To be a cost-effective solution, block blob data comes as Hot, Cool and Archive access tiers. Early in the lifecycle, people access some data often. But the need for access drops drastically as the data ages. Some data stays idle in the cloud and is rarely accessed once stored. The Cool option is for data that is infrequently accessed and stored for at least 30 days and the Archive option is optimized for storing data that is rarely accessed and stored for at least 180 days with flexible latency requirements, on the order of hours.

Blob storage offers three types of resources, the account, a container in the account, and a blob container. A storage account provides a unique namespace. If your storage account name is "mystorage101" then the default endpoint will be https://mystorage101.blob.core.windows.net. A container is like a directory in a file system. Azure Storage supports 3 different types of blobs:

• Block Blobs which store text and binary data up to 4.7TB
• Append Blobs which are optimized for append operations like logging data
• Page Blobs which can store VHD and serve as disks for Azure VMs and supports up to 8TB

Azure storage has several security features such as Azure AD and RBAC. Data can be secured in transit with Client-Side Encryption, HTTPS or SMB 3.0. Data disks can also be encrypted. Azure Storage automatically encrypts your data when persisting it to the cloud with encryption similar to Bitlocker on Windows. Encryption cannot be disabled. You can rely on Microsoft-managed keys for the encryption of your storage account, or you can manage encryption with your keys.
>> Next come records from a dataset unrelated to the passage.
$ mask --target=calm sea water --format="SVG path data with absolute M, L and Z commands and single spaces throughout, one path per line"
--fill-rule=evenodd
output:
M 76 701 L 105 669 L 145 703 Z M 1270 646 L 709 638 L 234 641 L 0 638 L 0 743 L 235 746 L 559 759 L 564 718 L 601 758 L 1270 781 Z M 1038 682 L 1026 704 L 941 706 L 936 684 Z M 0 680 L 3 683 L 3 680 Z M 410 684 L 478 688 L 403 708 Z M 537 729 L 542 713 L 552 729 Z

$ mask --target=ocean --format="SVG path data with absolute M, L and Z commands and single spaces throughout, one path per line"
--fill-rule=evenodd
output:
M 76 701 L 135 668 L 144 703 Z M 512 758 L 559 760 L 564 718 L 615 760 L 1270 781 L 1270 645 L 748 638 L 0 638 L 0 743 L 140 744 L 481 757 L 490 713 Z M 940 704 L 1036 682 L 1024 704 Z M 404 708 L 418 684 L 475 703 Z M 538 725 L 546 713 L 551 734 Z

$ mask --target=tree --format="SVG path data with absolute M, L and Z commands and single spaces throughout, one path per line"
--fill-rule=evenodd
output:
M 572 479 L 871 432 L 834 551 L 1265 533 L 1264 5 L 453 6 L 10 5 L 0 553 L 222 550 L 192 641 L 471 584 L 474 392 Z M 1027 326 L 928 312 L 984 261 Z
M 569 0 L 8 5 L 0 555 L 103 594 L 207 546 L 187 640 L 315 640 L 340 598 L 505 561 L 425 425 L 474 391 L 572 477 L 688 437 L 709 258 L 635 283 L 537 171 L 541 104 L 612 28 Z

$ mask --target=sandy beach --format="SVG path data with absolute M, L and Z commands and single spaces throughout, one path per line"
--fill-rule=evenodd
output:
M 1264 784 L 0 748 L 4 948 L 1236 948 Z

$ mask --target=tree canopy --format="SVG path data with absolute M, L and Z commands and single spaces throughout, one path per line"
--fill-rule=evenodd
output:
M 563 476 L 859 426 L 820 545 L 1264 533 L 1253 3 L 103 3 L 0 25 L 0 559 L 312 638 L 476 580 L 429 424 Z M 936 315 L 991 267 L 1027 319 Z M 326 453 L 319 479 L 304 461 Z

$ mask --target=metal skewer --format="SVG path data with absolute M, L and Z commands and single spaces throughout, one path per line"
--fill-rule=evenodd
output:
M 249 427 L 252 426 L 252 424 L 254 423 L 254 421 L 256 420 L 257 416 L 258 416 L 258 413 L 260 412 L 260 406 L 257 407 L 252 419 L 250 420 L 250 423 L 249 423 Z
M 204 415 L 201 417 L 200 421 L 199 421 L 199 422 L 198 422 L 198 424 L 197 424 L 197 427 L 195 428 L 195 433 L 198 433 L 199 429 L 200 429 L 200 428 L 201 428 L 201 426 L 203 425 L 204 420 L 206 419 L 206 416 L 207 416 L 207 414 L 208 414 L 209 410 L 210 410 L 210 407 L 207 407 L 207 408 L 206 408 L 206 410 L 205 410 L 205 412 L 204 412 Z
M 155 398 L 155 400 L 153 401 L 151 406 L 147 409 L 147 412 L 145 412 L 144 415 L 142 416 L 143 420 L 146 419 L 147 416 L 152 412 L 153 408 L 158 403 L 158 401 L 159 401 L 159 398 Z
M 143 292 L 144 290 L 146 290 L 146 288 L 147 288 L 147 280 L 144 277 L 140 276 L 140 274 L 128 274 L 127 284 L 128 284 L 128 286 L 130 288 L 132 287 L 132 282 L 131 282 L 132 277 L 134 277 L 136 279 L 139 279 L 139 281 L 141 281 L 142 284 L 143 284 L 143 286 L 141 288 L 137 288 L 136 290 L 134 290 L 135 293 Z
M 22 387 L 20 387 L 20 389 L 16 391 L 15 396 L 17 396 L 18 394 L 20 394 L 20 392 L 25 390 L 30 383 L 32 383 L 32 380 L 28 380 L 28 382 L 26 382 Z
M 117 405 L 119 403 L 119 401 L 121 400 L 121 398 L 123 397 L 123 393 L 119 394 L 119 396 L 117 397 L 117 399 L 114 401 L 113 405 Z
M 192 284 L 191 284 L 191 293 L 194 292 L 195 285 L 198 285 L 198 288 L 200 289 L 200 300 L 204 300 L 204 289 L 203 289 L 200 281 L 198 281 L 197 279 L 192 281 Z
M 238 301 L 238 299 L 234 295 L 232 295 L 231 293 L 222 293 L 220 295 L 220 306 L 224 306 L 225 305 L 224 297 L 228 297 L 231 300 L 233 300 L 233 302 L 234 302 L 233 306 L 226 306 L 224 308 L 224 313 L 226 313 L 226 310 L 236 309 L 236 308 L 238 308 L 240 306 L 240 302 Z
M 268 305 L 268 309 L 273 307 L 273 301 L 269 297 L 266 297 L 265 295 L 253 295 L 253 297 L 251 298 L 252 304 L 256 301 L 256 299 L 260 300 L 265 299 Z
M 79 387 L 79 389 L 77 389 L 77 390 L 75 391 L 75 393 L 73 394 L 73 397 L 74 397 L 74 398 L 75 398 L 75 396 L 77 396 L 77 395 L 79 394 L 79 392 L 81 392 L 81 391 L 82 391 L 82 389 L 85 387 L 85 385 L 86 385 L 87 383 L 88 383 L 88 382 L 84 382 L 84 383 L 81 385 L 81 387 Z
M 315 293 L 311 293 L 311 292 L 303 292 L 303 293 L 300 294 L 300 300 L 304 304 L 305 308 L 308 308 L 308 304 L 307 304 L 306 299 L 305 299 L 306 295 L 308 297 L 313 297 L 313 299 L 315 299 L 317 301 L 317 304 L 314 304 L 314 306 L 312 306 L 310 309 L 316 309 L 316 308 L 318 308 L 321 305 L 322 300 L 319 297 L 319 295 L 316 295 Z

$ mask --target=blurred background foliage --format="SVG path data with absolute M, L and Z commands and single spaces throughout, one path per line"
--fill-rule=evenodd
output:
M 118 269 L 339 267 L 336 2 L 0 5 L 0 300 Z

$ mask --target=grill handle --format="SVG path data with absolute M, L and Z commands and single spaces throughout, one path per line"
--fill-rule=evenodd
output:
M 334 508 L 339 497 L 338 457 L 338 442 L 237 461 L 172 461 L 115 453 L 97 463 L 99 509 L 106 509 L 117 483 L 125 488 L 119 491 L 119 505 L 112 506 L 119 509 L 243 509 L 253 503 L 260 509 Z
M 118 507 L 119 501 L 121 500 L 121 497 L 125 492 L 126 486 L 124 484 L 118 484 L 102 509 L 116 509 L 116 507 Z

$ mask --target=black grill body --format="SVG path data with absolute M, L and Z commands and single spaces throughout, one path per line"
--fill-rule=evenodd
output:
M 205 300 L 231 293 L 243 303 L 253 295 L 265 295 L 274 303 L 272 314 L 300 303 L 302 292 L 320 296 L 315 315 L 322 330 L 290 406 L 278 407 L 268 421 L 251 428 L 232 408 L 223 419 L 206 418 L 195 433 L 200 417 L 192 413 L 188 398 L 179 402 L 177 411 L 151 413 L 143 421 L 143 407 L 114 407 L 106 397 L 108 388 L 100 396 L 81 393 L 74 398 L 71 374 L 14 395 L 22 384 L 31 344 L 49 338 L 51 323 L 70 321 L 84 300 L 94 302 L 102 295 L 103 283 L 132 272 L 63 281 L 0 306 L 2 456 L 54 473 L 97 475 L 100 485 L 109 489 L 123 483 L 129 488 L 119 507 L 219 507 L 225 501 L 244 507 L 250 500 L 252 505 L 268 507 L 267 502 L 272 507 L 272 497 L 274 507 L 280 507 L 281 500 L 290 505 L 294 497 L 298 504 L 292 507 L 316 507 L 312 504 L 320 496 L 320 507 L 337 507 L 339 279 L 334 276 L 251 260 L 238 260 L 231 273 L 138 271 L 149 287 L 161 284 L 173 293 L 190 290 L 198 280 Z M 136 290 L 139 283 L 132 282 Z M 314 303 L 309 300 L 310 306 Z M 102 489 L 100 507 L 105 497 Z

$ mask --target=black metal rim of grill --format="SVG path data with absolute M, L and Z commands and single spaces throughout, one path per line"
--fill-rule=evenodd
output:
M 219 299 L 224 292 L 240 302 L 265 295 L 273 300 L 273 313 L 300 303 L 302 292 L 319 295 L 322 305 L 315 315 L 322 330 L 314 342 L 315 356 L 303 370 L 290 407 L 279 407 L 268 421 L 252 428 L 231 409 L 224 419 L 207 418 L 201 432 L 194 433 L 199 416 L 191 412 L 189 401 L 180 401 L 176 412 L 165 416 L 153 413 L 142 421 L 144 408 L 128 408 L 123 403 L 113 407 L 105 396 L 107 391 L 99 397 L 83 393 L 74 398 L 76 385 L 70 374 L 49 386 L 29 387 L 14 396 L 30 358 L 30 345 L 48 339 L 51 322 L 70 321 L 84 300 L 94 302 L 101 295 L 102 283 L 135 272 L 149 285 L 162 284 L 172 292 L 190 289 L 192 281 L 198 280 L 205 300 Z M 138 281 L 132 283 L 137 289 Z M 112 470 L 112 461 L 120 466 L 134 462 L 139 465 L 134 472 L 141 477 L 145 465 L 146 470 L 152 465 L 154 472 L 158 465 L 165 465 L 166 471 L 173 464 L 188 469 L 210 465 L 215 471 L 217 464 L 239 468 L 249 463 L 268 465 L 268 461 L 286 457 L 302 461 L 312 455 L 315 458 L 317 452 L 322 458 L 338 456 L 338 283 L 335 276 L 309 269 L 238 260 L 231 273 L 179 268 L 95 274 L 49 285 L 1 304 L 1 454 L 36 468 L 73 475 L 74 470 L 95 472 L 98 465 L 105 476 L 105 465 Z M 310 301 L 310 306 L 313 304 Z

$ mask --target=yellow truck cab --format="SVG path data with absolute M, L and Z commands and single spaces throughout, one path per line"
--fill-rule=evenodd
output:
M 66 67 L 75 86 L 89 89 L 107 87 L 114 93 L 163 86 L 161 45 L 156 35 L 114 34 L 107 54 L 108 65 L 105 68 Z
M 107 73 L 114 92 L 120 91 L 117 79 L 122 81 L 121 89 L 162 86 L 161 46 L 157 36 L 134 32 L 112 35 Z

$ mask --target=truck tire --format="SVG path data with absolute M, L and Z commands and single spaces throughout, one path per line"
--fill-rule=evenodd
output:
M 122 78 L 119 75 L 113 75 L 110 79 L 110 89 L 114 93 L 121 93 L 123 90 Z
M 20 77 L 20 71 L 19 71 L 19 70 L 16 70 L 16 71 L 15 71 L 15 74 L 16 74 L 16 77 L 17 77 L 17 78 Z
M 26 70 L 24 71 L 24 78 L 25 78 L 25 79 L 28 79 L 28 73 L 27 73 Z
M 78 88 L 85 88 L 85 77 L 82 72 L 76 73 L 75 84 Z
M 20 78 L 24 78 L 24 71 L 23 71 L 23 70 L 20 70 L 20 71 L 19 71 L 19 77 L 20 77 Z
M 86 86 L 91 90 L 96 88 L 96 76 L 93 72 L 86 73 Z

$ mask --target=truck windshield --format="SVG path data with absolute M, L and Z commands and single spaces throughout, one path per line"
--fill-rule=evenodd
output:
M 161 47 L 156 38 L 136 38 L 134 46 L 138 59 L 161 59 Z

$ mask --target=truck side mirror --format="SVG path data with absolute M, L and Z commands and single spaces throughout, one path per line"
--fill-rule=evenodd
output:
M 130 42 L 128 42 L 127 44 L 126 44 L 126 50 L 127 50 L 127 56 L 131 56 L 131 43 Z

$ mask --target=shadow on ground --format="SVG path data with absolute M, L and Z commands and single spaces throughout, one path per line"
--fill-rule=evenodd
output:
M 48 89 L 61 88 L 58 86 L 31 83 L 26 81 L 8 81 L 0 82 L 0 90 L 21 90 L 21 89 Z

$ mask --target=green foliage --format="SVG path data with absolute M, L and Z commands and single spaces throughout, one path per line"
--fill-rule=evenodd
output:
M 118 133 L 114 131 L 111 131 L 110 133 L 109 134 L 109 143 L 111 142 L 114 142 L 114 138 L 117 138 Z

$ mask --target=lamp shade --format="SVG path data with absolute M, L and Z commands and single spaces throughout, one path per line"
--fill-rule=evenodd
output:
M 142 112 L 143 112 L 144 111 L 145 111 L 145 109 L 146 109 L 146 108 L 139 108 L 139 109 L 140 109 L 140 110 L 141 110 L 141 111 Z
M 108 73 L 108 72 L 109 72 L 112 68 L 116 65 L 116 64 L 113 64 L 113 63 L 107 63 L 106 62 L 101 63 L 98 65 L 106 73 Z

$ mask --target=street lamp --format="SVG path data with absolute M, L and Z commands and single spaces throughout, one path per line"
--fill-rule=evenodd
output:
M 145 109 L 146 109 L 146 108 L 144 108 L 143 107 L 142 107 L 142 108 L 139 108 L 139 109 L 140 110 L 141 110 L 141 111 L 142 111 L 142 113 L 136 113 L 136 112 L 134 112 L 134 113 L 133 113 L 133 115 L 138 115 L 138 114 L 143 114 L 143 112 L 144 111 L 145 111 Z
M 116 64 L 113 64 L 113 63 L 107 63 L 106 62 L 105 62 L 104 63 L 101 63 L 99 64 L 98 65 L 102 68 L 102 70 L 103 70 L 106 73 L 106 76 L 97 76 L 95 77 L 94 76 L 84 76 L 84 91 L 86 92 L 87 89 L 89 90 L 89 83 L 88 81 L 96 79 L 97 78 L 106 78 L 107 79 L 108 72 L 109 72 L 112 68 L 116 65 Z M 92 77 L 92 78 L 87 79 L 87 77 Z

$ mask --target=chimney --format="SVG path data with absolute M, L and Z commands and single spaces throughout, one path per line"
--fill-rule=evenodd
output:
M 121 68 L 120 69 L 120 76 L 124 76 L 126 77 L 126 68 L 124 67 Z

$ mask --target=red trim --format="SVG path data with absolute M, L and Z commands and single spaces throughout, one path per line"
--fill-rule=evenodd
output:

Azure Storage always stores multiple copies of your data so that it is protected from planned and unplanned events. The factors that help determine which redundancy option you should choose to include how your data is replicated in the primary region, whether your data is replicated to a second region that is geographically distant to the primary region, whether your application requires read access to the replicated data in the secondary region.

Data in an Azure Storage account is always replicated three times in the primary region. Either LRS (Locally redundant storage) or ZRS (zone redundant storage). The difference is that the first create 3 copies in the same physical location and the second across 3 different availability zones.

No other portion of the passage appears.